Pompeii- House of the Fawn
Day 5: Cruise early in the morning to Sorrento, where a van and driver will be waiting for a 4 hour tour of nearby Pompeii, during the cooler hours of the morning. After lunch, cruise to Capri to overnight in the harbor dockside. Capri has always been one of the favorite resting places for the privileged. Once home to the Roman Emperor Tiberius, Capri now serves as the perfect getaway in which to experience Italy’s natural, scenic beauty. The extraordinary beauty of Capri, with the Blue Grotto, the charming landscape, and the views of Anacapri, makes this an interesting isla d. While Capri has some Roman ruins and a monastery, the following places are also worth a visit if time permits: Certosa of San Giacomo (XIV century), Palazzo Cerio (XV century), and the Villa of San Michele in Anacapri, known for its’ marvellous garden.
Main Town of Capri
Capri has two levels. There is a walking and shopping area right around the marina. However, the main town, on top of Capri, is accessible by funicular and is lovely with its upscale, tiny shops and many street cafes. You might want to take the funicular up to the main town before or after dinner, wander the streets and shops, and stop for refreshment at an outdoor café in one of the little piazzas as you watch Capri life go by.
Capri Blue Grotto
Day 6: Cruise to the back of Capri to visit the Blue Grotto. Transfer to the hand rowed boats to enter into the Blue Grotto and experience the mystical light. Cruise after to anchor near Positano and head for Le Sirene for a beachy taverna easiest to access by boat, and filled with fellow boaters, for a very relaxing lunch. Or enjoy lunch on board, with a great view of Positano.

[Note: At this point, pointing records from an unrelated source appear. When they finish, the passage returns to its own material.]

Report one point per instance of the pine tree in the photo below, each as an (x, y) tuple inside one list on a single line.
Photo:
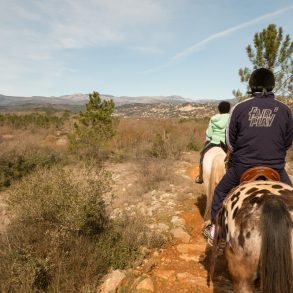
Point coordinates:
[(272, 51), (93, 128)]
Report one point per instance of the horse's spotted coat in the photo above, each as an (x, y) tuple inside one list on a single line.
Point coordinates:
[(248, 249), (246, 199)]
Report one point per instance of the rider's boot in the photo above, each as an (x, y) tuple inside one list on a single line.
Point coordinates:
[(199, 178)]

Positano is built around a small curving bay on a steep hill overlooking the island of the Sirens. Once a sleepy fishing village, Positano is one of the most picturesque towns on the Amalfi coast. The typical Moorish style houses are lined up along the slopes facing the sea. Steep steps, narrow lanes, courtyards and gardens furnish the rest of the town. Filled with walking streets, this is a little town where it is impossible to become lost. After enjoy the beautiful waters, and perhaps head to the San Pietro Hotel by tender for a cocktail before dinner enjoying the beautiful view. If weather allows stay at anchor along the coast.

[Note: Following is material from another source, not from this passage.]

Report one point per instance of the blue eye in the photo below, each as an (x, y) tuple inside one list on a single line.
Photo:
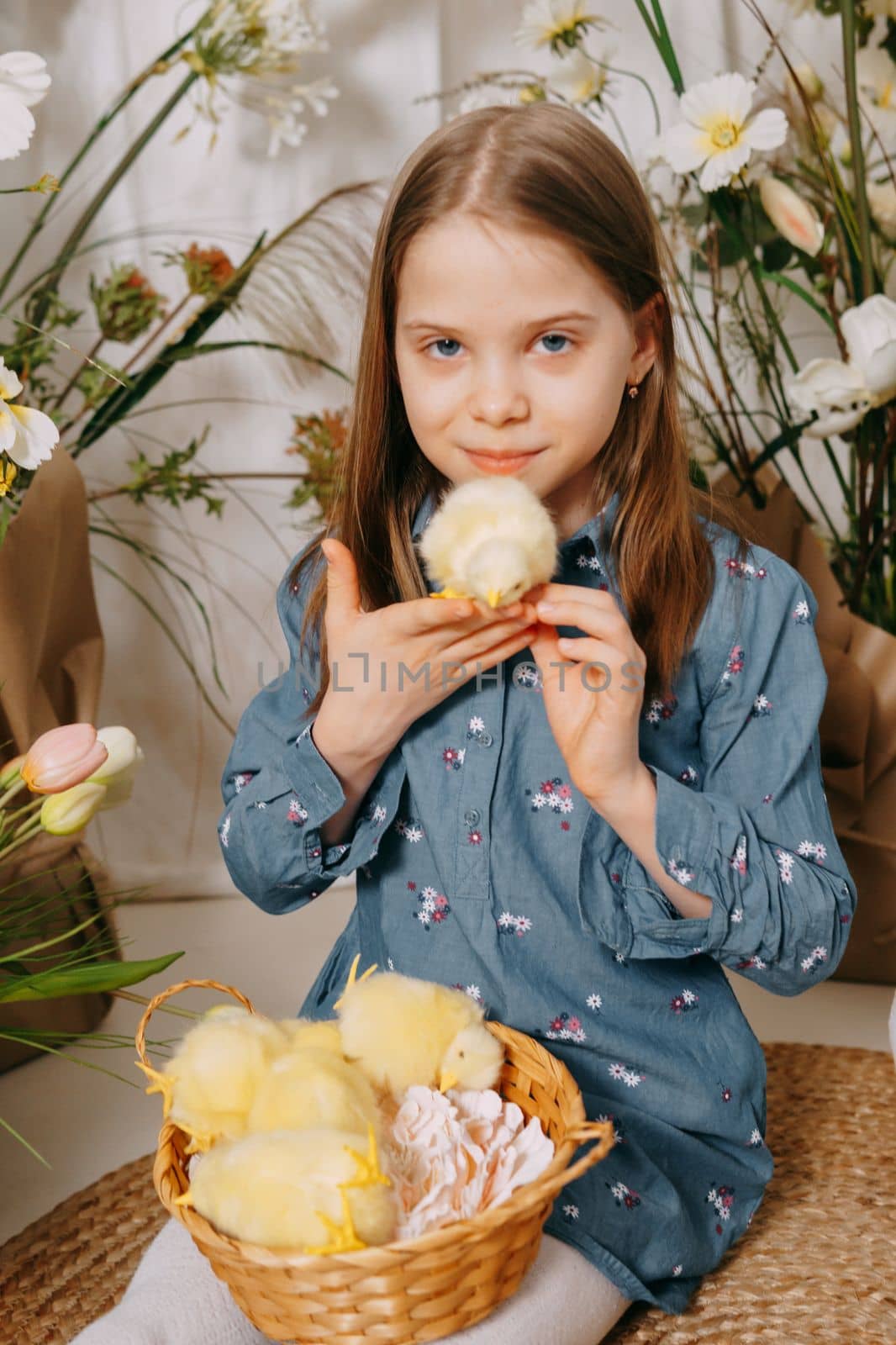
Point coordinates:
[(555, 336), (443, 340)]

Day 7: Cruise to the lovely town of Amalfi, and be sure to see the Amalfi Cathedral, a very important building in Architectural History. For the hearty, try the walk up the many steps to the town of Ravello, or take a taxi up to Ravello for lunch and return back down by the many steps of the walking trail between the two. In the later afternoon cruise to Vietri sul Mer, where the local Sorrento Peninsula pottery is all hand painted in various little store fronts. If weather allows anchor for another night along the Amalfi Coast.
Day 8: Cruise back around the tip of the Sorrento Peninsula to disembark in Naples.